However, I'm now on one of our church committees and have recently had a slight 'baptism of fire' in this regard. One of the members of the committee said something to me in an email last week that really stung. He did this only a couple of days before we were due to meet again, so I knew I needed to process my hurt fast if I were to be able to face him again with good grace!
That drove me to prayer and Bible reading with more urgency than I've experienced in a while.
At the moment, Martin, Sarah and I are reading our way through the New Testament, and we'd just finished reading Philippians.
One of my visceral responses to what had been said was: 'how dare you assume something like that about me - don't you know I'm one of the good people!' But, as I prayed, I remembered these words we'd just read in Paul's letter to the church at Philippi:
If anyone else has reason to be confident in the flesh, I have more: circumcised on the eighth day, a member of the people of Israel, of the tribe of Benjamin, a Hebrew born of Hebrews; as to the law, a Pharisee; as to zeal, a persecutor of the church; as to righteousness under the law, blameless.
Yet whatever gains I had, these I have come to regard as loss because of Christ. More than that, I regard everything as loss because of the surpassing value of knowing Christ Jesus my Lord. For his sake I have suffered the loss of all things, and I regard them as rubbish, in order that I may gain Christ and be found in him, not having a righteousness of my own that comes from the law, but one that comes through faith in Christ, the righteousness from God based on faith.
This is a truth I tend to forget: my righteousness, my 'OK-ness', isn't based on who I am and what a good person I am. Actually, I'm not a good person, but I've been made the same as a good person by Jesus' work. So I began to pray that I wouldn't hold on to all the things that I'd hoped my fellow committee-member would see in me; that I would, indeed, myself hold them for the rubbish they were and rely on Christ for my sense of righteousness.
That helped me get through the next meeting with good grace - as did the fact that it was a prayer meeting, and I was able to refocus on our common purpose rather than my grievance :-)
Then, on Sunday I listened to this talk, from the IFES world assembly in Mexico last year (the international conference of the parent body of the Christian group I was involved in at university). It's from Philippians again, and I was particularly struck by this bit:
I thank my God every time I remember you, constantly praying with joy in every one of my prayers for all of you, because of your sharing in the gospel from the first day until now. I am confident of this, that the one who began a good work among you will bring it to completion by the day of Jesus Christ.

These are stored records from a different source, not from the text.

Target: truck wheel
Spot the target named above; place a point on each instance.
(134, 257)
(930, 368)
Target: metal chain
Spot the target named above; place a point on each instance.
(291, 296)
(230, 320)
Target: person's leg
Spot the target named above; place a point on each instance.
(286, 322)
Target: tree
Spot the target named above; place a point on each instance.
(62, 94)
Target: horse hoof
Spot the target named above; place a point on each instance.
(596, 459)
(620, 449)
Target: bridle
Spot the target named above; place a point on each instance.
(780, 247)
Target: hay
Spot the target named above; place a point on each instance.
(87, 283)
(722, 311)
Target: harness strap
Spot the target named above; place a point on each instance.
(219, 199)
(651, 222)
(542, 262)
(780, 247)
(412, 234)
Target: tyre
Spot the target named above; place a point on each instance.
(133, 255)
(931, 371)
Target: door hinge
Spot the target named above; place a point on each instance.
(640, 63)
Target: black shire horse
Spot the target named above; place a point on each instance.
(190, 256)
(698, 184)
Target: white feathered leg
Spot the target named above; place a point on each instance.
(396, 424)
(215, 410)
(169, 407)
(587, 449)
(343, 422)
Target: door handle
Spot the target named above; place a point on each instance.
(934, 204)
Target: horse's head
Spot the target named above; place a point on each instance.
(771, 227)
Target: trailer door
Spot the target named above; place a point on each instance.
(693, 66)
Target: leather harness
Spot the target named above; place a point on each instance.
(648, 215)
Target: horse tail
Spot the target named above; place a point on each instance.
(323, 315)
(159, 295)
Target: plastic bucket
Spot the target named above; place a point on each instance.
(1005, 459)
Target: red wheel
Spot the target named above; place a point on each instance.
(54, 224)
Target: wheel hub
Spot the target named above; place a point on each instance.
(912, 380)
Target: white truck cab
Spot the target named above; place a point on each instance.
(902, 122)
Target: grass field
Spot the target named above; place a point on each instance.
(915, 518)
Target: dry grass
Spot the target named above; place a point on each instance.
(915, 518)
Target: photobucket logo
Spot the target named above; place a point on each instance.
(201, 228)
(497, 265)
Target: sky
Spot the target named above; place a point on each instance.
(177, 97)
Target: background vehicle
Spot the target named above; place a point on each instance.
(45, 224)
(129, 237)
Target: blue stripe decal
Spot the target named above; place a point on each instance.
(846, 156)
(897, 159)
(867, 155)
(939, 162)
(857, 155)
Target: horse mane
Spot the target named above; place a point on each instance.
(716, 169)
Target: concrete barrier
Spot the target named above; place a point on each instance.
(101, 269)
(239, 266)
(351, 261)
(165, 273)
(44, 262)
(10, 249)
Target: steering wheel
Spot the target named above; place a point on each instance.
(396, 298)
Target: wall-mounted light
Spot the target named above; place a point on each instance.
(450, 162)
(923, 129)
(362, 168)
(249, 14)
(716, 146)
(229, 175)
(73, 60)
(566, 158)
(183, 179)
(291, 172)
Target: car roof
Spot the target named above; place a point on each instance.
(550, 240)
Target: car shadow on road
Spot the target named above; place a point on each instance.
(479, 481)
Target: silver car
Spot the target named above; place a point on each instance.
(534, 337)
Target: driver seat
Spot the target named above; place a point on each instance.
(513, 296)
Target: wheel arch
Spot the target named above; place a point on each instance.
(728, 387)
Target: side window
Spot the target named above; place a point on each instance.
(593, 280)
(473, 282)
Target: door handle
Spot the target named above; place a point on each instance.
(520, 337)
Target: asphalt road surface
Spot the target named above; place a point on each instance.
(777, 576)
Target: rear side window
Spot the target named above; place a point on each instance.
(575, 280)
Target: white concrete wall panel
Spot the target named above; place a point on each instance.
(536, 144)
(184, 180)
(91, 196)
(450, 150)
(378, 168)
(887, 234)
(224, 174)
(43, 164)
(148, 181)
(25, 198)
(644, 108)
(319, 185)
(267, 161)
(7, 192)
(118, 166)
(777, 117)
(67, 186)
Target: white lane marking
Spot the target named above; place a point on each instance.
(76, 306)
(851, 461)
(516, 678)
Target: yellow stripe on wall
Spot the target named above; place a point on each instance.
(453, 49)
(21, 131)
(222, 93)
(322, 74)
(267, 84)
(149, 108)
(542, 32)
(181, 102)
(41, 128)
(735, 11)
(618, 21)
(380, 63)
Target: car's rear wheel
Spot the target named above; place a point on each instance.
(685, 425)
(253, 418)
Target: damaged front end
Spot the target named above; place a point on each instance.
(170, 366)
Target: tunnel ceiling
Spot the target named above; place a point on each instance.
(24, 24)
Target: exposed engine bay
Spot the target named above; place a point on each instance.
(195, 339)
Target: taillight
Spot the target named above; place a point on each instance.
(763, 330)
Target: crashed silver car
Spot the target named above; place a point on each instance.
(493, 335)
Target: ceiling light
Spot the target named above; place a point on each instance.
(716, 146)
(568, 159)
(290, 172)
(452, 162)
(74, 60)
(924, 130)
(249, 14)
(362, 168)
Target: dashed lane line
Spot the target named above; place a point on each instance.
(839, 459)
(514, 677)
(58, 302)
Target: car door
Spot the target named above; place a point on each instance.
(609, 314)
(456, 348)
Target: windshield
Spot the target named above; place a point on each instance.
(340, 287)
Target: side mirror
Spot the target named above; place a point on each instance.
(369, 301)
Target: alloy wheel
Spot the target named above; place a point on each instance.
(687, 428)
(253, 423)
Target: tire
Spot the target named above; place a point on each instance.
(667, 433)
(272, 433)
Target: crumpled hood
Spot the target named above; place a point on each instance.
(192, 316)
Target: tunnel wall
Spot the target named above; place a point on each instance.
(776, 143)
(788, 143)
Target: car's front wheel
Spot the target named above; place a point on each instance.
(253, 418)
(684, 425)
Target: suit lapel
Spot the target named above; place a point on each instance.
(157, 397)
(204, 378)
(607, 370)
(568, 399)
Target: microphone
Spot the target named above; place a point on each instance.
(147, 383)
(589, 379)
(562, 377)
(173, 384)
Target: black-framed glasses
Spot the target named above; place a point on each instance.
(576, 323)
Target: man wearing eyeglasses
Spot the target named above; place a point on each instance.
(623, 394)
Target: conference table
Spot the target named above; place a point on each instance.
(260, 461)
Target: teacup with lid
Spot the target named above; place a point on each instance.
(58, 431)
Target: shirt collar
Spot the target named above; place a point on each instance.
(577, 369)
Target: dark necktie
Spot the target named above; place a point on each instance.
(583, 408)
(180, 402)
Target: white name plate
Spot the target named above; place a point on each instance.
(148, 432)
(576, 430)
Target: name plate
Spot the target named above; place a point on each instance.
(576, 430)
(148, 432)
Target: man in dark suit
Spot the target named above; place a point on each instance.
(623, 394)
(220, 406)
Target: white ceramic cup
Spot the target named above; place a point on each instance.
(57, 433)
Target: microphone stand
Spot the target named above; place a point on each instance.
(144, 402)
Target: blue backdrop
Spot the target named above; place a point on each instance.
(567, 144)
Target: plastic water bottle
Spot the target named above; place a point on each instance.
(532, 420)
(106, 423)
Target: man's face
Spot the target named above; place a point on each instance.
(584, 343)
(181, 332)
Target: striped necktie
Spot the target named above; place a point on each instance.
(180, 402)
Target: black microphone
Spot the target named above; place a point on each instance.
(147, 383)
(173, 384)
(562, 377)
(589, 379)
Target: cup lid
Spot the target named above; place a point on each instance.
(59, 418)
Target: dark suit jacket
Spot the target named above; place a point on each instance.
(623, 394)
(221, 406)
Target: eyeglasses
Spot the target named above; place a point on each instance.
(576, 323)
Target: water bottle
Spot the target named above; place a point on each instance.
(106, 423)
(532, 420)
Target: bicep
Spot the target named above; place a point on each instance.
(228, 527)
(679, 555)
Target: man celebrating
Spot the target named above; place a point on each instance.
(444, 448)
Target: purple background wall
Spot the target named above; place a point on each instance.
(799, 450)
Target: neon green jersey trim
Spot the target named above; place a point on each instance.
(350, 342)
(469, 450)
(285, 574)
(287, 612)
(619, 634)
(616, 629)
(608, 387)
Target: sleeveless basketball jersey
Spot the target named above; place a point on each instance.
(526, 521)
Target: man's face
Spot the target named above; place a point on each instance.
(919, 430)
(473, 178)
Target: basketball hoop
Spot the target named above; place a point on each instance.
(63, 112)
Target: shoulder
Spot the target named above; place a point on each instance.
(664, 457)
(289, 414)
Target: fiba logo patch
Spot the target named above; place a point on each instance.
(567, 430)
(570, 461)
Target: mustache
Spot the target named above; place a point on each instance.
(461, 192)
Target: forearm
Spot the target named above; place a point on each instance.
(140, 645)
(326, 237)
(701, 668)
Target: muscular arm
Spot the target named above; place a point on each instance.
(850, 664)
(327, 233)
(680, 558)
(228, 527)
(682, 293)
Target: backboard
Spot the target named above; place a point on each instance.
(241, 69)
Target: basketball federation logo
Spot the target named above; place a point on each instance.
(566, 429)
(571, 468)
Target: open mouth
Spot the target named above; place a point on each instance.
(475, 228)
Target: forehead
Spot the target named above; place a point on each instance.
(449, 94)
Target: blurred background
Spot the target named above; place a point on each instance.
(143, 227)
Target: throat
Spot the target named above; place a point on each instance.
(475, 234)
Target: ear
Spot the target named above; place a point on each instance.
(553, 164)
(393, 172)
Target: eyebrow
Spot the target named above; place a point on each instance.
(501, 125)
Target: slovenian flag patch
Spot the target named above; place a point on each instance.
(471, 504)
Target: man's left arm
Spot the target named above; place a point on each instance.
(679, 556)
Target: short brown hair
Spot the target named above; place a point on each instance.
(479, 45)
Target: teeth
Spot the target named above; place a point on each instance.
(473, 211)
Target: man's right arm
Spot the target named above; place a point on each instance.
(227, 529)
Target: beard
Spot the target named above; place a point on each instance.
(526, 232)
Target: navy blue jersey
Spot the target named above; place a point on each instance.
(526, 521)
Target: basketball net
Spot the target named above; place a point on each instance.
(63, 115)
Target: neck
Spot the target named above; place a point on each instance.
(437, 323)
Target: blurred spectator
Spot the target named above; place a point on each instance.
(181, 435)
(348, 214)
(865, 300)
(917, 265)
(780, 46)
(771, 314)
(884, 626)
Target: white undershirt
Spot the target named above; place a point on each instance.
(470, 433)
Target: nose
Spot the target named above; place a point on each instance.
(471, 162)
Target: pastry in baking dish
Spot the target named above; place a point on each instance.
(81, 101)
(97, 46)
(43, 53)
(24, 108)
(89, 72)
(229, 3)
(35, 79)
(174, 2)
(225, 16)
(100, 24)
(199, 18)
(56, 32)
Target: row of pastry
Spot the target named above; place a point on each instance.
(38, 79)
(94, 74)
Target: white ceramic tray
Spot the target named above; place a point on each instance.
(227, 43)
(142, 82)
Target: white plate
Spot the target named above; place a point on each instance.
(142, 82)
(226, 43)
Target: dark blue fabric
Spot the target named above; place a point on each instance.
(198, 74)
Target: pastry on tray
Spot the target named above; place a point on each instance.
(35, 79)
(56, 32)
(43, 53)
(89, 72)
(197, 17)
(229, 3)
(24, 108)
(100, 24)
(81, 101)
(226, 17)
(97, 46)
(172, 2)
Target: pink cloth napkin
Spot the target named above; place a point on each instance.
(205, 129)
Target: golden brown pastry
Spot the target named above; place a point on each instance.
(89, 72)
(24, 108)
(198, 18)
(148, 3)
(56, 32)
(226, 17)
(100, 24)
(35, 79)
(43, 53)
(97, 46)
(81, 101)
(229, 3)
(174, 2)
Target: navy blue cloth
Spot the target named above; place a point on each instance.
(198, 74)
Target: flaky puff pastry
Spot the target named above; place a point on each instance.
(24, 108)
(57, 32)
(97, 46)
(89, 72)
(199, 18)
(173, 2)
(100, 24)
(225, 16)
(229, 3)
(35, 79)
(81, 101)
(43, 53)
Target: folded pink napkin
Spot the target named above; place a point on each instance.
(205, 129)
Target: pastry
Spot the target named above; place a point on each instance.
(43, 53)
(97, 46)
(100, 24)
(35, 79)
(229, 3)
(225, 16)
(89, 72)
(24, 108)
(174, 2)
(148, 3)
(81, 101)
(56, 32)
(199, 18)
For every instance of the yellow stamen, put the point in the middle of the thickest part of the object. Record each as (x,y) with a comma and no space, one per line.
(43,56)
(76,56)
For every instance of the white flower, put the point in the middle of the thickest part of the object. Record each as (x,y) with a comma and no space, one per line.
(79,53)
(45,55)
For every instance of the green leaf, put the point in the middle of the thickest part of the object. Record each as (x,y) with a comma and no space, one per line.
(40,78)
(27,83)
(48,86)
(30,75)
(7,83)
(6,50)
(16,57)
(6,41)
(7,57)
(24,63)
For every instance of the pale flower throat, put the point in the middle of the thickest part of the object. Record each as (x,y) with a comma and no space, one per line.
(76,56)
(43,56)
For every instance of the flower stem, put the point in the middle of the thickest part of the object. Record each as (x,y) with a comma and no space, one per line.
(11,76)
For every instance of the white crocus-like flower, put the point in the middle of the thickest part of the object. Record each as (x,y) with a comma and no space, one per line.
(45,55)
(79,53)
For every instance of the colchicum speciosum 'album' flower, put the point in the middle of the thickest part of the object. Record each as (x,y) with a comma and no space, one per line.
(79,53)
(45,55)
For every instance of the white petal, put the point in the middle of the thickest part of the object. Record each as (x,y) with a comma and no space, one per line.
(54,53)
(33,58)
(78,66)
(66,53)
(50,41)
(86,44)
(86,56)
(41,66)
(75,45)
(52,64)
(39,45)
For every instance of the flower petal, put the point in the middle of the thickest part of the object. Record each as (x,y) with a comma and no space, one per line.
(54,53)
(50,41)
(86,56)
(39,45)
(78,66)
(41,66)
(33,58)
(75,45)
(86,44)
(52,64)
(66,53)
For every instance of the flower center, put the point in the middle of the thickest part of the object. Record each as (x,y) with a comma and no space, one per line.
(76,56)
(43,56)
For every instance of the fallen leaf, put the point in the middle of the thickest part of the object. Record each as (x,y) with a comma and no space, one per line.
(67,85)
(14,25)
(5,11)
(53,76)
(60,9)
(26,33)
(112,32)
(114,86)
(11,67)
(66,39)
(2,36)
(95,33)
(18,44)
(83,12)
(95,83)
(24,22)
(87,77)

In her message, Sabine Kalthoff encouraged her audience to take some time to joyfully thank God for their fellow-workers. So I did so, taking time to think of the good I knew of in this one person and also thanking God for their willingness to step up and take on their role in their committee and for the road that had led them there.
By this time, in our Bible reading we were up to Paul's pastoral letters to his protegé, Timothy. In the second of these, he encourages Timothy to stick to the work to which he has been called, saying:
No one serving in the army gets entangled in everyday affairs; the soldier’s aim is to please the enlisting officer. And in the case of an athlete, no one is crowned without competing according to the rules.
Which reminded me to focus on the task to which I'd been called in serving on this committee, rather than on my own reputation and the respect in which I might or might not be held!
I'm so grateful to God for leading me through this process with his word. I'm still a bit ginger around this person (I don't want to get hurt again, after all!), but my perspective has significantly changed. I can see that we both are responding to the same call from God by being in this position, and I do genuinely thank God for him - even if I remain a little nervous about exactly how we will manage to work together!